Selected Topics in Architectural History and Theory: Architecture, Avant-Garde, Market

ARC3319H S
Instructor: Mary Louise Lobsinger
Meeting Section: L0101
Wednesday, 9:00 - 12:00pm

The image to the left shows a board game intended to provoke thinking about planning regulations and conventional zoning laws. Here the architect proposes a time-based game that would force uncomfortable relationships between users, programs, and real estate value. This is a strategy closely aligned with the motivations and marketing outcomes of neoliberalism. The image to the right shows the model of the Pavilion Suisse kept in a glass display case in the foyer of the actual Pavilion Suisse in Paris.
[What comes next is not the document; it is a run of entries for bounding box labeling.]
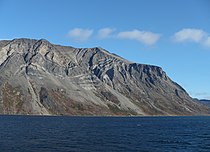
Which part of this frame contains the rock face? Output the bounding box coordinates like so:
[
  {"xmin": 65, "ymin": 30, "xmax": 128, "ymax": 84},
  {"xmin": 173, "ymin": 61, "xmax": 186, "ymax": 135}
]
[{"xmin": 0, "ymin": 39, "xmax": 209, "ymax": 115}]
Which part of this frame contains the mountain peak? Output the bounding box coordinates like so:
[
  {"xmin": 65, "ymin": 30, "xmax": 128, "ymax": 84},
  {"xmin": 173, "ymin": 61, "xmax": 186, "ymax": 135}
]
[{"xmin": 0, "ymin": 39, "xmax": 209, "ymax": 115}]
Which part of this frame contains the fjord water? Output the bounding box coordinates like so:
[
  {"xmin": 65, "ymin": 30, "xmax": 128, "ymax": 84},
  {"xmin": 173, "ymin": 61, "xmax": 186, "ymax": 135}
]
[{"xmin": 0, "ymin": 116, "xmax": 210, "ymax": 152}]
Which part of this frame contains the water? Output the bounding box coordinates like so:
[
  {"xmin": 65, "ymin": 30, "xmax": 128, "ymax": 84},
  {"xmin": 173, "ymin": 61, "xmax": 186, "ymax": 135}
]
[{"xmin": 0, "ymin": 116, "xmax": 210, "ymax": 152}]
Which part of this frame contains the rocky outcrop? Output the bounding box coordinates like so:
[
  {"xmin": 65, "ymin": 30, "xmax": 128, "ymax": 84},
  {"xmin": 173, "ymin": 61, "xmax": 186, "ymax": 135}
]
[{"xmin": 0, "ymin": 39, "xmax": 209, "ymax": 115}]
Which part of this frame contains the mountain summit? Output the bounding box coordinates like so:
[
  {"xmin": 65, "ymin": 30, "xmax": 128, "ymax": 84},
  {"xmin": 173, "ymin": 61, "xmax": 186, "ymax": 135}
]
[{"xmin": 0, "ymin": 39, "xmax": 209, "ymax": 115}]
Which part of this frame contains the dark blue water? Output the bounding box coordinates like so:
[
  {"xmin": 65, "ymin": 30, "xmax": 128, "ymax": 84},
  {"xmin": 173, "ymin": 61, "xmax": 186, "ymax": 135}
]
[{"xmin": 0, "ymin": 116, "xmax": 210, "ymax": 152}]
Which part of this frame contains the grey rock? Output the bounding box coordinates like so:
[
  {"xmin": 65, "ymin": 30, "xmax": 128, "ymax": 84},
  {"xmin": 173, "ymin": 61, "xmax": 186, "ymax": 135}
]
[{"xmin": 0, "ymin": 39, "xmax": 209, "ymax": 116}]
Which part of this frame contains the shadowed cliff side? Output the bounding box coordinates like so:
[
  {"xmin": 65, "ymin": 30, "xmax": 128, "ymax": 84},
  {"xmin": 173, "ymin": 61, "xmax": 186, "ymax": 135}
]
[{"xmin": 0, "ymin": 39, "xmax": 209, "ymax": 115}]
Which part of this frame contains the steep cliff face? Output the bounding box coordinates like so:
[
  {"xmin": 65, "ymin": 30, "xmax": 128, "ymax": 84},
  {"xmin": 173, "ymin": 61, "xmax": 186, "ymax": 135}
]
[{"xmin": 0, "ymin": 39, "xmax": 209, "ymax": 115}]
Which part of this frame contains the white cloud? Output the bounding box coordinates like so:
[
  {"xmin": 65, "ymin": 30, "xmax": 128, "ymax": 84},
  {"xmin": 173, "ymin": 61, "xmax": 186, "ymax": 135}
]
[
  {"xmin": 173, "ymin": 28, "xmax": 210, "ymax": 48},
  {"xmin": 173, "ymin": 28, "xmax": 207, "ymax": 43},
  {"xmin": 204, "ymin": 36, "xmax": 210, "ymax": 47},
  {"xmin": 98, "ymin": 27, "xmax": 114, "ymax": 39},
  {"xmin": 67, "ymin": 28, "xmax": 93, "ymax": 42},
  {"xmin": 117, "ymin": 29, "xmax": 160, "ymax": 45}
]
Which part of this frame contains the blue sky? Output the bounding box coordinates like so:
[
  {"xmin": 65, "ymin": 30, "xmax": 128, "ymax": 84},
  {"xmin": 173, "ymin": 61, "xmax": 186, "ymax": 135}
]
[{"xmin": 0, "ymin": 0, "xmax": 210, "ymax": 99}]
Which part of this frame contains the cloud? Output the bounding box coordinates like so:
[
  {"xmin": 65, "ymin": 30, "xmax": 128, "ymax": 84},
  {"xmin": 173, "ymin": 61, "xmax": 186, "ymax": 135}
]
[
  {"xmin": 117, "ymin": 29, "xmax": 160, "ymax": 45},
  {"xmin": 173, "ymin": 28, "xmax": 210, "ymax": 47},
  {"xmin": 98, "ymin": 27, "xmax": 115, "ymax": 39},
  {"xmin": 67, "ymin": 28, "xmax": 93, "ymax": 42},
  {"xmin": 174, "ymin": 28, "xmax": 207, "ymax": 43},
  {"xmin": 204, "ymin": 36, "xmax": 210, "ymax": 47}
]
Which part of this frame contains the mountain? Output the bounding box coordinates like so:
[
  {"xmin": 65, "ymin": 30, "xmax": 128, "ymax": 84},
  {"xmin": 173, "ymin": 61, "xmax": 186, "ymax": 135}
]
[
  {"xmin": 0, "ymin": 39, "xmax": 209, "ymax": 116},
  {"xmin": 198, "ymin": 99, "xmax": 210, "ymax": 107}
]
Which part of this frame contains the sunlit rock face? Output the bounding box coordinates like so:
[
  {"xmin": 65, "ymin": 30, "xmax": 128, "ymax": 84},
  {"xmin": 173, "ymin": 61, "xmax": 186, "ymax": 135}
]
[{"xmin": 0, "ymin": 39, "xmax": 209, "ymax": 116}]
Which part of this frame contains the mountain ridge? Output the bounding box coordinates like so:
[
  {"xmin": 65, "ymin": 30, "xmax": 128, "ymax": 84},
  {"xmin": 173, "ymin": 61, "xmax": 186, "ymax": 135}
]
[{"xmin": 0, "ymin": 39, "xmax": 209, "ymax": 115}]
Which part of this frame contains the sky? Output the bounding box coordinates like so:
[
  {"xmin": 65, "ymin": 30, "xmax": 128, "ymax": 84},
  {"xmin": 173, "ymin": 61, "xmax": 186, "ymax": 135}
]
[{"xmin": 0, "ymin": 0, "xmax": 210, "ymax": 99}]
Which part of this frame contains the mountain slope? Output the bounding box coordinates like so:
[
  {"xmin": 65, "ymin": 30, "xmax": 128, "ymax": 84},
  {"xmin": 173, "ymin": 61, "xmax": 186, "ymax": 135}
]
[{"xmin": 0, "ymin": 39, "xmax": 209, "ymax": 115}]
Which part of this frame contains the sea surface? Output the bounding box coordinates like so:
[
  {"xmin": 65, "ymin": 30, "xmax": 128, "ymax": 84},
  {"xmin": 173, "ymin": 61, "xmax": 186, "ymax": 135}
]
[{"xmin": 0, "ymin": 116, "xmax": 210, "ymax": 152}]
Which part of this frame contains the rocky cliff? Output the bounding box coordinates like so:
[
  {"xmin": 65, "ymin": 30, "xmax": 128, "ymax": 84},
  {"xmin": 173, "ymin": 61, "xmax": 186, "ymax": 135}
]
[{"xmin": 0, "ymin": 39, "xmax": 209, "ymax": 115}]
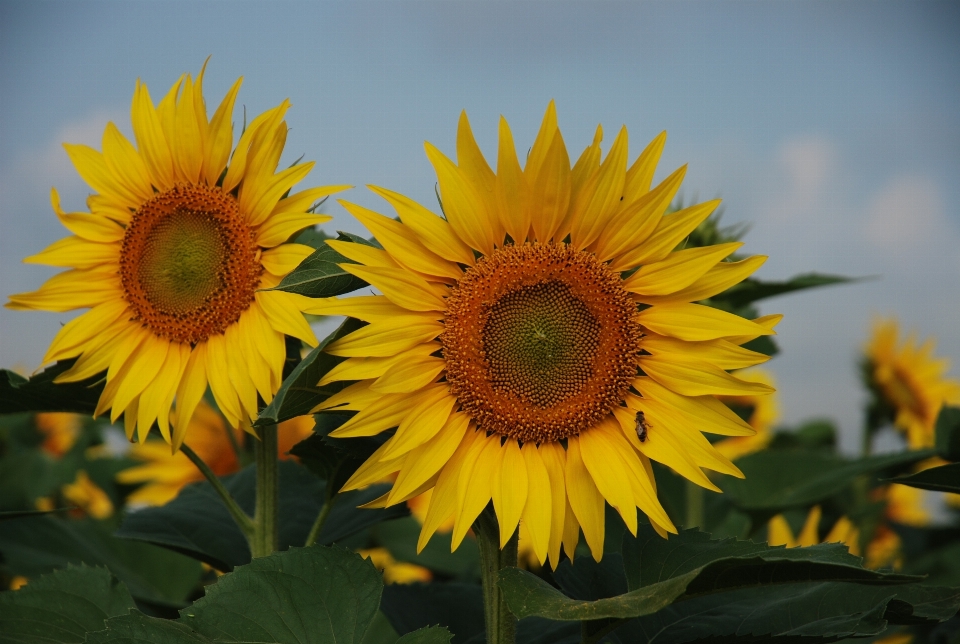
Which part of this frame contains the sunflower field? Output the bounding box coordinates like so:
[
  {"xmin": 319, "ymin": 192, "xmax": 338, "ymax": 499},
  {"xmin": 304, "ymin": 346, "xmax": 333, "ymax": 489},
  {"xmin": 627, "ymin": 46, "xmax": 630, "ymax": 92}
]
[{"xmin": 0, "ymin": 64, "xmax": 960, "ymax": 644}]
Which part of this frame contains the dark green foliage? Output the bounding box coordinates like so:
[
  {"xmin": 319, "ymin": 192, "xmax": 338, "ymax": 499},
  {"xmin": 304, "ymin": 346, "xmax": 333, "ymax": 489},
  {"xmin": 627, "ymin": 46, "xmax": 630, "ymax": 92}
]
[
  {"xmin": 117, "ymin": 461, "xmax": 407, "ymax": 570},
  {"xmin": 255, "ymin": 318, "xmax": 363, "ymax": 425},
  {"xmin": 0, "ymin": 359, "xmax": 105, "ymax": 414},
  {"xmin": 0, "ymin": 566, "xmax": 134, "ymax": 644}
]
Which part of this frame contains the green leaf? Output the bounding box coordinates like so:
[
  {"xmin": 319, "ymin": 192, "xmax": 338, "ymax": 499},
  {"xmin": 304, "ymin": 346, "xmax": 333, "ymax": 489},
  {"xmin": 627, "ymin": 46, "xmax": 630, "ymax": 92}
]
[
  {"xmin": 380, "ymin": 582, "xmax": 483, "ymax": 644},
  {"xmin": 890, "ymin": 463, "xmax": 960, "ymax": 494},
  {"xmin": 936, "ymin": 406, "xmax": 960, "ymax": 461},
  {"xmin": 85, "ymin": 612, "xmax": 210, "ymax": 644},
  {"xmin": 180, "ymin": 546, "xmax": 382, "ymax": 644},
  {"xmin": 264, "ymin": 244, "xmax": 367, "ymax": 297},
  {"xmin": 0, "ymin": 566, "xmax": 134, "ymax": 644},
  {"xmin": 0, "ymin": 359, "xmax": 105, "ymax": 414},
  {"xmin": 117, "ymin": 461, "xmax": 407, "ymax": 571},
  {"xmin": 397, "ymin": 626, "xmax": 453, "ymax": 644},
  {"xmin": 0, "ymin": 515, "xmax": 201, "ymax": 607},
  {"xmin": 712, "ymin": 273, "xmax": 858, "ymax": 308},
  {"xmin": 254, "ymin": 318, "xmax": 363, "ymax": 426},
  {"xmin": 720, "ymin": 450, "xmax": 933, "ymax": 513}
]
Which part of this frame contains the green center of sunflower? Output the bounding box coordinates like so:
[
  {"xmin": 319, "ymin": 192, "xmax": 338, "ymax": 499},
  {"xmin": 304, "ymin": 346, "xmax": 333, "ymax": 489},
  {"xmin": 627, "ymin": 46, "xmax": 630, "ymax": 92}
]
[
  {"xmin": 120, "ymin": 185, "xmax": 263, "ymax": 344},
  {"xmin": 441, "ymin": 243, "xmax": 641, "ymax": 442},
  {"xmin": 481, "ymin": 281, "xmax": 600, "ymax": 407}
]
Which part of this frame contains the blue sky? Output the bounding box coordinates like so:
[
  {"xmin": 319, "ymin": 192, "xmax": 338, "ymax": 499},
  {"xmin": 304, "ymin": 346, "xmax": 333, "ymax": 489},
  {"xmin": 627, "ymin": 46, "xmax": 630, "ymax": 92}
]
[{"xmin": 0, "ymin": 0, "xmax": 960, "ymax": 449}]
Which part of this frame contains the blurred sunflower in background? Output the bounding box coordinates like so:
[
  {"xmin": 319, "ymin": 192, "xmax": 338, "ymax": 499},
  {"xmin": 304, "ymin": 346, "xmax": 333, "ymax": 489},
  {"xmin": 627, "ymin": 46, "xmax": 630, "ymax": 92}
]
[
  {"xmin": 713, "ymin": 369, "xmax": 780, "ymax": 461},
  {"xmin": 863, "ymin": 318, "xmax": 960, "ymax": 449},
  {"xmin": 117, "ymin": 400, "xmax": 314, "ymax": 506},
  {"xmin": 7, "ymin": 63, "xmax": 347, "ymax": 451},
  {"xmin": 305, "ymin": 102, "xmax": 780, "ymax": 565}
]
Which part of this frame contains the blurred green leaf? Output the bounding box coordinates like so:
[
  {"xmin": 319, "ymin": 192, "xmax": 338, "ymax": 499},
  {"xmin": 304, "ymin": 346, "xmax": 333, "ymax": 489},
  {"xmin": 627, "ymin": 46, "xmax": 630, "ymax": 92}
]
[
  {"xmin": 0, "ymin": 515, "xmax": 202, "ymax": 607},
  {"xmin": 0, "ymin": 565, "xmax": 134, "ymax": 644},
  {"xmin": 254, "ymin": 318, "xmax": 363, "ymax": 425},
  {"xmin": 936, "ymin": 406, "xmax": 960, "ymax": 461},
  {"xmin": 180, "ymin": 546, "xmax": 384, "ymax": 644},
  {"xmin": 890, "ymin": 463, "xmax": 960, "ymax": 494},
  {"xmin": 85, "ymin": 612, "xmax": 211, "ymax": 644},
  {"xmin": 380, "ymin": 582, "xmax": 484, "ymax": 644},
  {"xmin": 0, "ymin": 359, "xmax": 105, "ymax": 414},
  {"xmin": 712, "ymin": 273, "xmax": 857, "ymax": 308},
  {"xmin": 117, "ymin": 461, "xmax": 407, "ymax": 571},
  {"xmin": 720, "ymin": 450, "xmax": 933, "ymax": 513}
]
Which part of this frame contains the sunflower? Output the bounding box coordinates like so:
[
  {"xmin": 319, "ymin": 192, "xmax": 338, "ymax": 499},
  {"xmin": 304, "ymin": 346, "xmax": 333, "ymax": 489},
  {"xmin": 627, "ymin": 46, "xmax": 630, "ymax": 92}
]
[
  {"xmin": 307, "ymin": 102, "xmax": 780, "ymax": 565},
  {"xmin": 865, "ymin": 319, "xmax": 960, "ymax": 449},
  {"xmin": 713, "ymin": 369, "xmax": 780, "ymax": 461},
  {"xmin": 117, "ymin": 400, "xmax": 314, "ymax": 505},
  {"xmin": 7, "ymin": 64, "xmax": 348, "ymax": 450}
]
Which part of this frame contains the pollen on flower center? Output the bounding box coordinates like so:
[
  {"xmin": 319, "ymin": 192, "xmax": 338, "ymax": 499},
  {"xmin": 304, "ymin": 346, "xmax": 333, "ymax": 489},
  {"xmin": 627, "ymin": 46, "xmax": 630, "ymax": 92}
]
[
  {"xmin": 441, "ymin": 243, "xmax": 641, "ymax": 442},
  {"xmin": 120, "ymin": 185, "xmax": 263, "ymax": 344}
]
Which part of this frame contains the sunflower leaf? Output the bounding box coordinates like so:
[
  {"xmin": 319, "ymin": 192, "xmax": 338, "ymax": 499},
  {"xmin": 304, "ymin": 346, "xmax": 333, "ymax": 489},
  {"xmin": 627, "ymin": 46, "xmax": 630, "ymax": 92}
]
[
  {"xmin": 890, "ymin": 463, "xmax": 960, "ymax": 494},
  {"xmin": 712, "ymin": 273, "xmax": 860, "ymax": 308},
  {"xmin": 0, "ymin": 565, "xmax": 134, "ymax": 642},
  {"xmin": 264, "ymin": 244, "xmax": 367, "ymax": 298},
  {"xmin": 254, "ymin": 318, "xmax": 362, "ymax": 426},
  {"xmin": 720, "ymin": 450, "xmax": 933, "ymax": 514},
  {"xmin": 180, "ymin": 546, "xmax": 384, "ymax": 644},
  {"xmin": 936, "ymin": 406, "xmax": 960, "ymax": 461},
  {"xmin": 0, "ymin": 358, "xmax": 104, "ymax": 414},
  {"xmin": 117, "ymin": 461, "xmax": 407, "ymax": 570}
]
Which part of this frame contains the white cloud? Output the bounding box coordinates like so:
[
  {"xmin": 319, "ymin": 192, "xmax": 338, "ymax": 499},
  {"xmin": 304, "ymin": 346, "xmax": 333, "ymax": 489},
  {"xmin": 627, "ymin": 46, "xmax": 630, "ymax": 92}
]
[{"xmin": 864, "ymin": 175, "xmax": 950, "ymax": 257}]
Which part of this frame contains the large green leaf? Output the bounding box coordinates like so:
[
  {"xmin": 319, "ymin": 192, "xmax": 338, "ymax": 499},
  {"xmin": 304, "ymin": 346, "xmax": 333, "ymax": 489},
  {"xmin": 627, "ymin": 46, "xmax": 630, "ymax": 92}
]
[
  {"xmin": 0, "ymin": 566, "xmax": 134, "ymax": 644},
  {"xmin": 720, "ymin": 450, "xmax": 933, "ymax": 513},
  {"xmin": 117, "ymin": 461, "xmax": 407, "ymax": 570},
  {"xmin": 85, "ymin": 612, "xmax": 211, "ymax": 644},
  {"xmin": 936, "ymin": 407, "xmax": 960, "ymax": 461},
  {"xmin": 180, "ymin": 546, "xmax": 383, "ymax": 644},
  {"xmin": 267, "ymin": 234, "xmax": 367, "ymax": 297},
  {"xmin": 0, "ymin": 359, "xmax": 105, "ymax": 414},
  {"xmin": 890, "ymin": 463, "xmax": 960, "ymax": 494},
  {"xmin": 254, "ymin": 318, "xmax": 363, "ymax": 425},
  {"xmin": 714, "ymin": 273, "xmax": 856, "ymax": 308},
  {"xmin": 380, "ymin": 582, "xmax": 483, "ymax": 644},
  {"xmin": 0, "ymin": 515, "xmax": 201, "ymax": 607}
]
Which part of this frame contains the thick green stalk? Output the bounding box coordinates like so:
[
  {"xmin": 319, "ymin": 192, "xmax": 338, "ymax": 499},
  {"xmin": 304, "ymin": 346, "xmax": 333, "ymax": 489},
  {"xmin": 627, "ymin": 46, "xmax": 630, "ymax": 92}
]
[
  {"xmin": 683, "ymin": 481, "xmax": 703, "ymax": 529},
  {"xmin": 250, "ymin": 425, "xmax": 280, "ymax": 559},
  {"xmin": 473, "ymin": 506, "xmax": 519, "ymax": 644},
  {"xmin": 180, "ymin": 443, "xmax": 253, "ymax": 541}
]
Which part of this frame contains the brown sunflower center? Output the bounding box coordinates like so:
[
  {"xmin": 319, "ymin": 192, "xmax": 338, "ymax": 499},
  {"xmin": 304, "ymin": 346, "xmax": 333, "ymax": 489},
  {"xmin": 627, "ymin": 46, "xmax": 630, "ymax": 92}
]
[
  {"xmin": 441, "ymin": 243, "xmax": 640, "ymax": 442},
  {"xmin": 120, "ymin": 185, "xmax": 263, "ymax": 344}
]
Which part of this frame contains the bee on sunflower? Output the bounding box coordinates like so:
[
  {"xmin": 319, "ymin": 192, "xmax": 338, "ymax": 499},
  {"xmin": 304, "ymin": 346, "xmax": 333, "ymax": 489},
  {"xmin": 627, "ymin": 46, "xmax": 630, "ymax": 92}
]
[
  {"xmin": 305, "ymin": 102, "xmax": 780, "ymax": 566},
  {"xmin": 6, "ymin": 65, "xmax": 349, "ymax": 451}
]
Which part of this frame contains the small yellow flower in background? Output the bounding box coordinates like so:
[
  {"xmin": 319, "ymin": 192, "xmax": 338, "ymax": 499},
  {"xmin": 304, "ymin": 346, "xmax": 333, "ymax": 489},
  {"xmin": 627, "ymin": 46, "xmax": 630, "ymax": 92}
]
[
  {"xmin": 767, "ymin": 505, "xmax": 860, "ymax": 555},
  {"xmin": 33, "ymin": 412, "xmax": 81, "ymax": 457},
  {"xmin": 60, "ymin": 470, "xmax": 113, "ymax": 519},
  {"xmin": 316, "ymin": 102, "xmax": 781, "ymax": 565},
  {"xmin": 7, "ymin": 60, "xmax": 347, "ymax": 450},
  {"xmin": 713, "ymin": 369, "xmax": 780, "ymax": 461},
  {"xmin": 117, "ymin": 401, "xmax": 314, "ymax": 505},
  {"xmin": 865, "ymin": 319, "xmax": 960, "ymax": 449},
  {"xmin": 357, "ymin": 548, "xmax": 433, "ymax": 584}
]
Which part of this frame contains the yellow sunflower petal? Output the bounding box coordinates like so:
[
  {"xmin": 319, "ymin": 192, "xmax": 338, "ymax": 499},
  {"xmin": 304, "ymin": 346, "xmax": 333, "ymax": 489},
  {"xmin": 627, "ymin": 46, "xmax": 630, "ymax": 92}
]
[{"xmin": 637, "ymin": 304, "xmax": 774, "ymax": 341}]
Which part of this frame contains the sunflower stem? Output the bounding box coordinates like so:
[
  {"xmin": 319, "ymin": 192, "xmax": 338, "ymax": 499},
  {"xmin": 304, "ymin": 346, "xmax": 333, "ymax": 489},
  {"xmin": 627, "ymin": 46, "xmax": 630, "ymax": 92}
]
[
  {"xmin": 303, "ymin": 490, "xmax": 340, "ymax": 547},
  {"xmin": 180, "ymin": 443, "xmax": 253, "ymax": 541},
  {"xmin": 684, "ymin": 481, "xmax": 703, "ymax": 529},
  {"xmin": 473, "ymin": 506, "xmax": 519, "ymax": 644},
  {"xmin": 250, "ymin": 425, "xmax": 280, "ymax": 559}
]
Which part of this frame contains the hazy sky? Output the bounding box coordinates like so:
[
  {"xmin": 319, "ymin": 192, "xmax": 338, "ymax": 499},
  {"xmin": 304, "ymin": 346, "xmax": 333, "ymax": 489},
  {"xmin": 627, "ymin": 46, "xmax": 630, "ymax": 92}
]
[{"xmin": 0, "ymin": 0, "xmax": 960, "ymax": 449}]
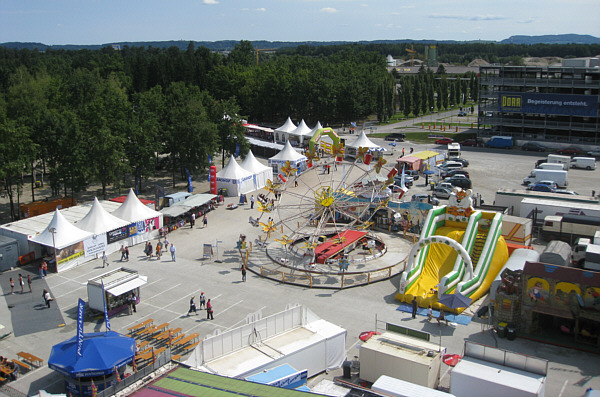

This is the culture of architecture contained, a reminder of the perfection of the concept and model against the material and economic realities of inhabitation. These examples stake out opposing stances within modernist discourse around avant-gardism: oppositional in technologies and techniques, one representing a process-oriented anti-formalism and the other the aesthetic formalism of so-called standardization. Images and narratives such as these circulate and re-circulate to affirm an institutionalized economy and a politics of architecture and its histories.

This seminar will explore concepts and works that affirm and challenge an institutionalized economy of avant-gardism. The seminar will interrogate “hinge” concepts, such as, apparatus, medium, representation, rationality, rationalism, enumeration, standardization, system, environment, labour, market, and neoliberalism as a way of thinking. The seminar asks, what use is history for understanding the social and political lineage of contemporary technologies and technique-mediated environments? How can history challenge the continued essentialist culturalism within architecture and urbanism?

Students are expected to contribute to weekly seminar discussions of required readings. Course materials include readings from media theory, system analysis, political economy and material evidence from architecture, planning, and urban history. Each student will be responsible for presenting a critical explanation of at least one weekly reading and will prepare an annotated bibliography that documents a proposed research project.